*Con la pandemia se enfrentaron al mayor reto, por la cantidad de cuerpos por incinerar.
*Hoy la cantidad de cremaciones casi iguala a la de las inhumaciones.
Por MARLENE GODÍNEZ PINEDA
Un horno que alcanza los 1,200 grados centígrados y una historia que arde desde 2011. Así se resume la labor de uno de los primeros crematorios del municipio de Tula, el de Funerales El Ángel, donde el fuego no solo transforma cuerpos en cenizas, sino que también marca el fin de un ciclo con respeto y dignidad.
“Nosotros empezamos nuestra primera cremación en septiembre u octubre del 2011, más o menos, ya con todos los permisos estatales”, recuerda uno de los tres encargados del crematorio, Ismael Hernández Montoya, con la precisión de quien ha sido testigo silencioso del cambio cultural en torno a la muerte.
Durante los primeros años, las cremaciones eran escasas. “A veces dos, tres al mes… y a veces ni una”, confiesa. Antes de contar con horno propio, los cuerpos fueron trasladados hasta Jilotepec, en el Estado de México, a dos horas de distancia, ida y vuelta, para ser cremados allá.

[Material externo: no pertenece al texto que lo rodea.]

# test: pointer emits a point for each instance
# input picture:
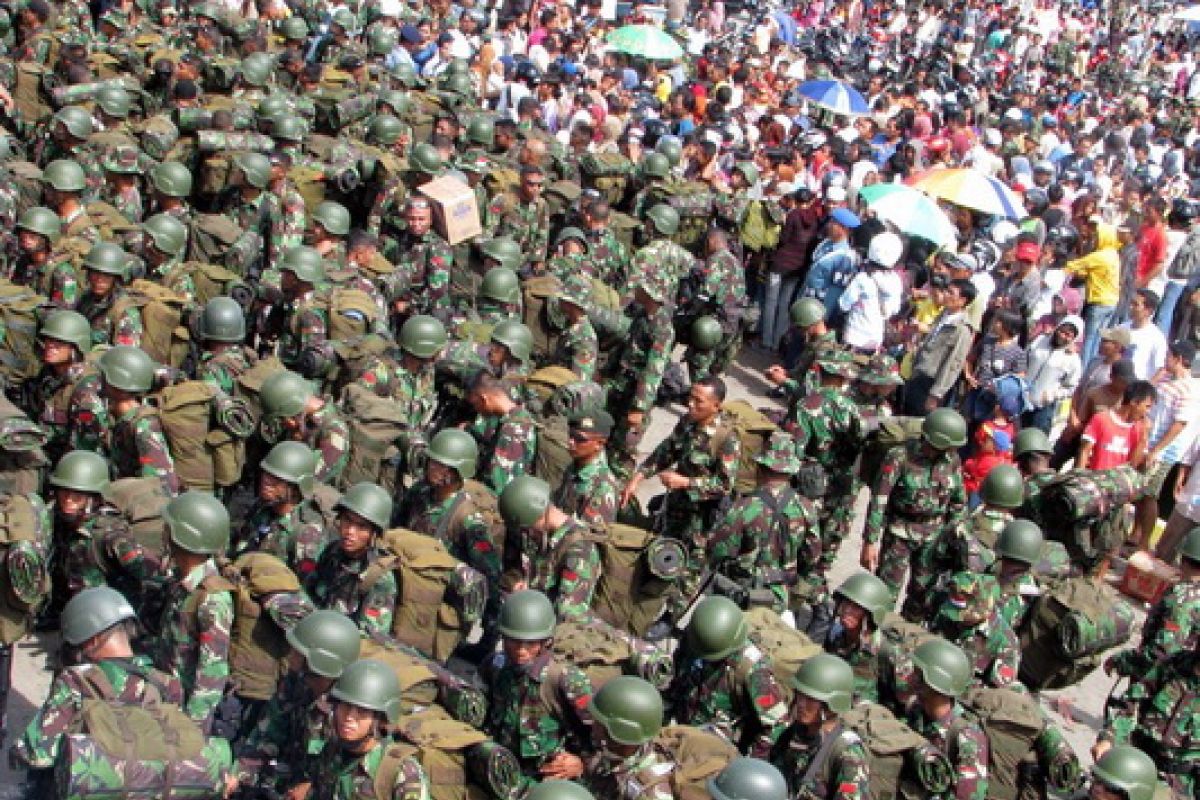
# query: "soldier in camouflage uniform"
(1161, 715)
(825, 689)
(99, 624)
(827, 421)
(91, 543)
(538, 703)
(697, 463)
(969, 618)
(769, 542)
(945, 675)
(918, 493)
(505, 431)
(523, 216)
(636, 370)
(349, 577)
(298, 414)
(198, 615)
(366, 697)
(726, 684)
(628, 714)
(65, 396)
(589, 491)
(1173, 625)
(559, 557)
(424, 259)
(114, 319)
(39, 264)
(299, 719)
(137, 445)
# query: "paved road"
(31, 680)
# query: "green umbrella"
(646, 41)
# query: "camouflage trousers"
(900, 557)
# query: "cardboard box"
(455, 211)
(1147, 578)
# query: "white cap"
(885, 250)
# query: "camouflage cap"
(123, 161)
(780, 456)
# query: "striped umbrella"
(910, 211)
(971, 190)
(835, 95)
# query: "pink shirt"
(1114, 440)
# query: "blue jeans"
(1171, 295)
(1096, 318)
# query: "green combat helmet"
(256, 167)
(127, 368)
(1128, 770)
(525, 500)
(423, 336)
(91, 612)
(516, 337)
(501, 284)
(370, 685)
(67, 326)
(945, 428)
(664, 218)
(504, 250)
(64, 175)
(559, 791)
(334, 217)
(172, 179)
(370, 501)
(294, 463)
(223, 320)
(706, 332)
(655, 164)
(1020, 541)
(197, 523)
(629, 709)
(807, 312)
(718, 629)
(1003, 487)
(81, 470)
(748, 779)
(455, 449)
(527, 615)
(943, 667)
(328, 641)
(167, 234)
(869, 593)
(41, 221)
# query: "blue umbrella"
(835, 95)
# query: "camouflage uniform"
(845, 774)
(1171, 626)
(139, 449)
(538, 710)
(964, 743)
(769, 540)
(340, 583)
(1161, 715)
(297, 539)
(507, 447)
(564, 565)
(589, 492)
(737, 697)
(827, 421)
(916, 497)
(195, 642)
(343, 775)
(63, 711)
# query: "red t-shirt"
(1114, 440)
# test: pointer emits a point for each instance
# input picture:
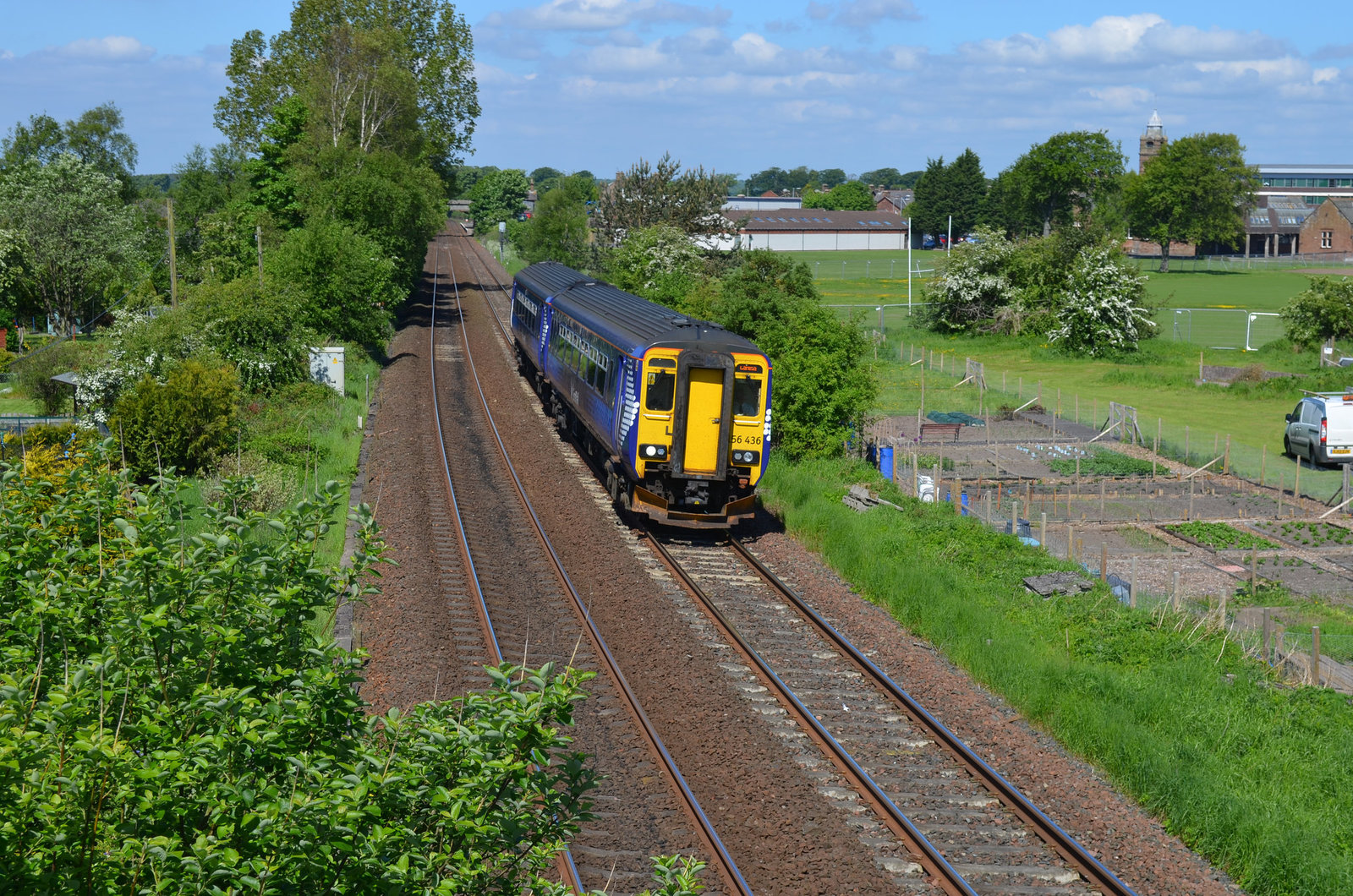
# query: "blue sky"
(737, 87)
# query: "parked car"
(1321, 428)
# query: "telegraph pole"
(173, 259)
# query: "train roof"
(626, 320)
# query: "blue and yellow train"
(674, 410)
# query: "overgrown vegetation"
(1252, 774)
(171, 722)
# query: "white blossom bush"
(973, 285)
(1100, 310)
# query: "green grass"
(1256, 777)
(1160, 380)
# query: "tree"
(1319, 313)
(823, 385)
(973, 285)
(348, 288)
(967, 191)
(831, 178)
(559, 227)
(1100, 309)
(96, 137)
(649, 195)
(202, 738)
(658, 263)
(497, 196)
(1064, 176)
(931, 207)
(79, 236)
(425, 40)
(850, 196)
(1195, 191)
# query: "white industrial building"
(805, 229)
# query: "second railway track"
(978, 833)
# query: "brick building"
(1329, 229)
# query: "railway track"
(531, 608)
(969, 828)
(964, 826)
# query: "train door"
(704, 413)
(704, 416)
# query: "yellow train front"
(674, 410)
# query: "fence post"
(1316, 655)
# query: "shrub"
(259, 328)
(1319, 313)
(184, 423)
(173, 724)
(1100, 309)
(36, 371)
(344, 283)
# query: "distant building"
(1329, 229)
(813, 229)
(890, 202)
(1152, 142)
(766, 202)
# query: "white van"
(1321, 428)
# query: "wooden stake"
(1316, 655)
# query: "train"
(674, 410)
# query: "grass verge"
(1255, 776)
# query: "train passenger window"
(746, 396)
(662, 389)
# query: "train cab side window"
(746, 396)
(662, 390)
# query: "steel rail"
(930, 858)
(565, 860)
(1052, 834)
(728, 868)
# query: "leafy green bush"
(1319, 313)
(184, 423)
(344, 281)
(173, 724)
(260, 329)
(36, 371)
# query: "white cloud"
(861, 14)
(755, 49)
(112, 49)
(593, 15)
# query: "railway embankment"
(1217, 746)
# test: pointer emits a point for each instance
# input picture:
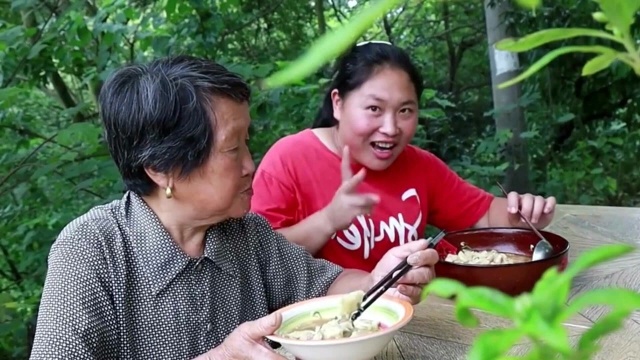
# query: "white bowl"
(391, 312)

Todo cambió en 2020. La pandemia no solo llenó los hospitales, también colapsó los servicios funerarios. “La cremación se disparó, aquí y en todo el mundo”, dice. En ese tiempo, llegaron a realizar hasta siete cremaciones en un solo día, con cuerpos en refrigeración en espera de turno. “Fue la fecha en la que más cremaciones hemos tenido”.

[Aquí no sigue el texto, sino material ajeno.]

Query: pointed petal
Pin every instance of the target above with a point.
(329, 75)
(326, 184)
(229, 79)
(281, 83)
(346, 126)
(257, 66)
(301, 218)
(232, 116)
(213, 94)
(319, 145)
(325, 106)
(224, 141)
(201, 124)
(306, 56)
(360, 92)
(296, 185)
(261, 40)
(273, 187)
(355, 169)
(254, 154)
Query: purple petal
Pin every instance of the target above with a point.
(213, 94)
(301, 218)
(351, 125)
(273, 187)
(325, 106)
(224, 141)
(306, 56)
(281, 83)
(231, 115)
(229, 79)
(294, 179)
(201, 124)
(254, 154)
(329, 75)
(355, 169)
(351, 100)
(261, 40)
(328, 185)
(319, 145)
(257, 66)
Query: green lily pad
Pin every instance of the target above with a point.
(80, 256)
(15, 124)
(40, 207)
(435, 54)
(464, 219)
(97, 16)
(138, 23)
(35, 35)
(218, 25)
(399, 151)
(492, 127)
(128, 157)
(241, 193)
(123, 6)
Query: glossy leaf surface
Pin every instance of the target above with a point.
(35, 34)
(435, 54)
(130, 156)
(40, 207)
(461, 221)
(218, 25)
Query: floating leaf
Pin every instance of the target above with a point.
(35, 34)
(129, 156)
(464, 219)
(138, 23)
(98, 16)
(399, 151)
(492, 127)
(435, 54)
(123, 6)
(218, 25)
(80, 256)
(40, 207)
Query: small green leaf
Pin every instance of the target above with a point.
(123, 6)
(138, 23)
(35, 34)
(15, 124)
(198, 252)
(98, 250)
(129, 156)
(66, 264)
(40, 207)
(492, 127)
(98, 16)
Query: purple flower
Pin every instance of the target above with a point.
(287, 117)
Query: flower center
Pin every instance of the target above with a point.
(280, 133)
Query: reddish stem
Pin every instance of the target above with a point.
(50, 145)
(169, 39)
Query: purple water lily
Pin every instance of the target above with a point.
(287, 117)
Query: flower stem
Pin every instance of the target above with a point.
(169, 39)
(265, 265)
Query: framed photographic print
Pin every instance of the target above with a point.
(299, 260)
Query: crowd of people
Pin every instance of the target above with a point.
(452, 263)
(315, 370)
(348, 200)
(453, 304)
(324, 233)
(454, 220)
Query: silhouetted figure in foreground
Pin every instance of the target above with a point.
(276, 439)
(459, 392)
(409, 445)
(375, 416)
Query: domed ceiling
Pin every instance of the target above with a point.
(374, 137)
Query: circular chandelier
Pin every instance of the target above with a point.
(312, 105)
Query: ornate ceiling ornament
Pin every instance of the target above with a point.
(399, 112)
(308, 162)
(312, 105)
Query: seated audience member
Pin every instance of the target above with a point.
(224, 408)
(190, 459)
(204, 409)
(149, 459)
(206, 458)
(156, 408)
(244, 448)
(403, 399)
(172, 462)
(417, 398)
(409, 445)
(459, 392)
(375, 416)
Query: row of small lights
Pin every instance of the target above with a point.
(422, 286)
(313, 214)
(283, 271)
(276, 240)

A veces, los cuerpos llegaban sellados, sin posibilidad de ser vistos por sus familias. “Nos daban la instrucción de pasarlos directo, sin velorio, tal cual venían del hospital… no sabíamos ni qué traíamos dentro”, explica. El horno se saturó. Tuvieron que apoyarse de nuevo en el crematorio de Jilotepec.

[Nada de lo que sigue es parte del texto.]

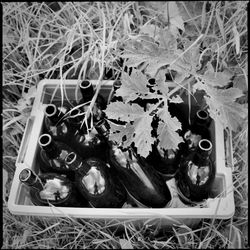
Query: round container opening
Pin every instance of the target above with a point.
(45, 139)
(205, 144)
(85, 84)
(151, 81)
(202, 114)
(75, 112)
(25, 174)
(70, 157)
(117, 84)
(50, 110)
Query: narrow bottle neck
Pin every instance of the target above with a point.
(203, 152)
(73, 161)
(28, 177)
(49, 146)
(202, 118)
(87, 90)
(53, 114)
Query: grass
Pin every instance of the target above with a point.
(82, 40)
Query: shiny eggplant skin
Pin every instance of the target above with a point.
(97, 183)
(139, 178)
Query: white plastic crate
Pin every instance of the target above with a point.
(220, 206)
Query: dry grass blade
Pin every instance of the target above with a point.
(83, 40)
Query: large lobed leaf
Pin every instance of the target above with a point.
(123, 112)
(222, 105)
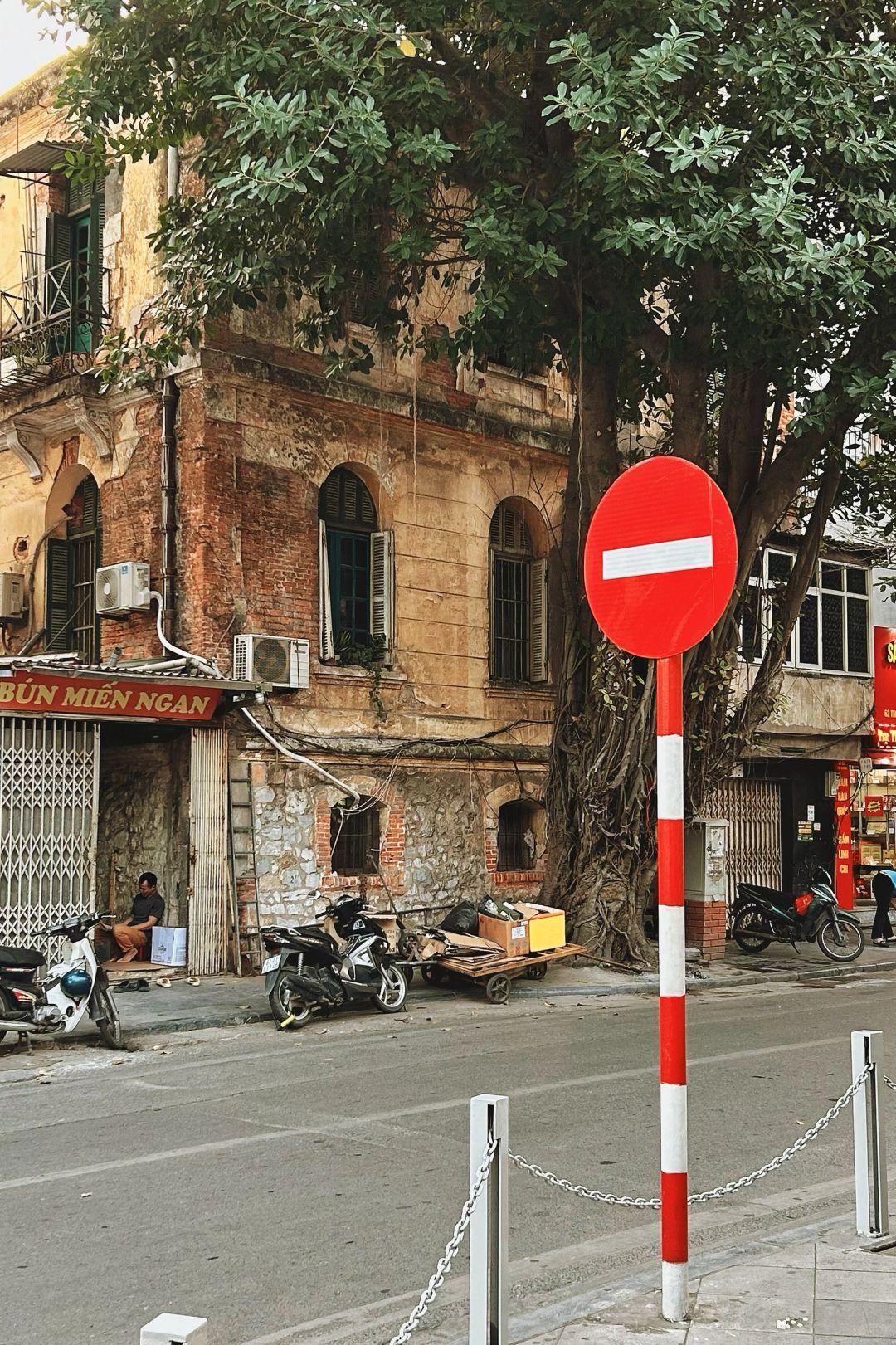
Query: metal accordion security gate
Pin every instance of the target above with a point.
(49, 794)
(752, 809)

Hoy, la situación se ha estabilizado. El promedio mensual oscila entre 15 y 20 cremaciones, casi igualando a las inhumaciones. Pero el cambio social es claro: “Ya muchas personas preguntan por la cremación, la contemplan, la planean”.
La cultura funeraria también ha tenido que evolucionar. Aunque en Tula existen pocos espacios para depositar urnas, como en la iglesia de San Marcos, la gente comienza a aceptar nuevas formas de despedida. “Antes la iglesia estaba en contra de la cremación. Ahora ya no. Todo depende de la familia”.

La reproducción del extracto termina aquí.